Until he knew more, he couldn’t tell her a bloody thing. And that was eating him alive, because the omission felt like a betrayal.

The ground before him wasn’t smooth or flat. Their going was slow and arduous as they skirted boulders and deep grooves in the ground. Alone, he would have traveled the distance in perhaps one-tenth the time. But he wasn’t alone.

“Dry riverbed?” Naphré asked from behind him.

“Looks like.” He didn’t say more, though a part of him wanted to. Wanted to just hear her voice. He liked the sound of it, calm and smooth. Feminine.

“Do you actually know where we’re going?” she asked.

He snorted. “To Izanami’s realm.”

“Do you know how to get there?”

He stopped, turned. “Why do you ask?”

“You’re striding along so purposefully, I’m trying to figure out if it’s because you know where we’re going, or because you don’t.”

“I do.” In a manner of speaking. He knew the general location but not the exact coordinates of the entrance to Yomi. But he’d detect the subtle vibrations of the molecules in the air that signaled the supernatural when they approached Izanami’s door.

“Lead on, Macduff.”

“Misquote,” Alastor said, walking on.

“What?”

“The actual quote is ‘Lay on, Macduff, and damned be him who first cries ‘Hold! enough!’”

She walked silently behind him, and then, “Well, they mean the same thing.”

He laughed. “Close enough.”

“Must you always have the last word?”

“Whenever possible.”

She didn’t complain, though he set a brutal pace. For her, anyway. For him, it was a stroll.

“Let me take the backpack,” he offered for what must have been the tenth time.

And again, she said, “No.

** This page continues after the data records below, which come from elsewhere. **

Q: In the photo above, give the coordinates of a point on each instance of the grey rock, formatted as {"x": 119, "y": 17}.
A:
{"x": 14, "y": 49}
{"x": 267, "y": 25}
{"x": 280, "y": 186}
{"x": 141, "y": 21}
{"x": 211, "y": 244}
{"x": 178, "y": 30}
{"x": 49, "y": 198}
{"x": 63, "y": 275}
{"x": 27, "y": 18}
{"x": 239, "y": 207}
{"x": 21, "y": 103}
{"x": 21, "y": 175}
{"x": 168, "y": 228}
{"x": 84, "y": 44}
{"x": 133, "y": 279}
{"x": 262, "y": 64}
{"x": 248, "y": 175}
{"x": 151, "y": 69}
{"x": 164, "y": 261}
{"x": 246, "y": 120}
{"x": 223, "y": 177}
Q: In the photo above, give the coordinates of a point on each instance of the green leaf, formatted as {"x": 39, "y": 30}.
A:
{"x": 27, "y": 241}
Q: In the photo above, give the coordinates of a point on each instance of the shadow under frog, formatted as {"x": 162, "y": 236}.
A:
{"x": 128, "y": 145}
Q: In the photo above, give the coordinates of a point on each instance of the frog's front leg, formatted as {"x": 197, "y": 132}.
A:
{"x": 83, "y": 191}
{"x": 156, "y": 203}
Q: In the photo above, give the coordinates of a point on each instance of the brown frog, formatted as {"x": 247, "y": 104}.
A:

It isn’t heavy.”

“I was raised never to let a lady carry something when I could carry it for her.”

She laughed, a deep, throaty sound that made him feel like he was standing in the sun. “What on earth gave you the idea that I’m a lady?”

He opened his mouth to offer a pithy reply, when his instincts started screaming and he stopped so abruptly that she slammed into his back.

“What’s wrong?” She shifted so her back was against his and they presented the most advantageous configuration against any threat. He suspected it was an ingrained, automatic response.

“I don’t know.” Nothing. There was no noticeable change in their surroundings, not in temperature or the scent of the air or the ground beneath their feet. No hint of supernatural energy. Yet, it was all wrong. “Stay close enough that you can hear my pulse,” he ordered.

She pressed tight against his back, her pack digging into his shoulder, and a quick glance told him that she had her knife in her hand. For all the good it would do her against a Shikome, or anything else Izanami might send.

He looked down at the ground beneath their feet, almost expecting a veritable army of creeping centipedes to be swarming out of a crevice and skittering up their legs. There was nothing there. A quick scan of the surrounding slopes yielded no clues. There were no supernaturals about, and no humans.

But he wasn’t fooled. They were a step away from disaster.

“We need to move. Now.” He grabbed Naphré’s hand and set off at a jog. She kept up, no questions, no arguments.

As they rounded a bend, the gully sloped down and they followed it to where an enormous boulder blocked their way.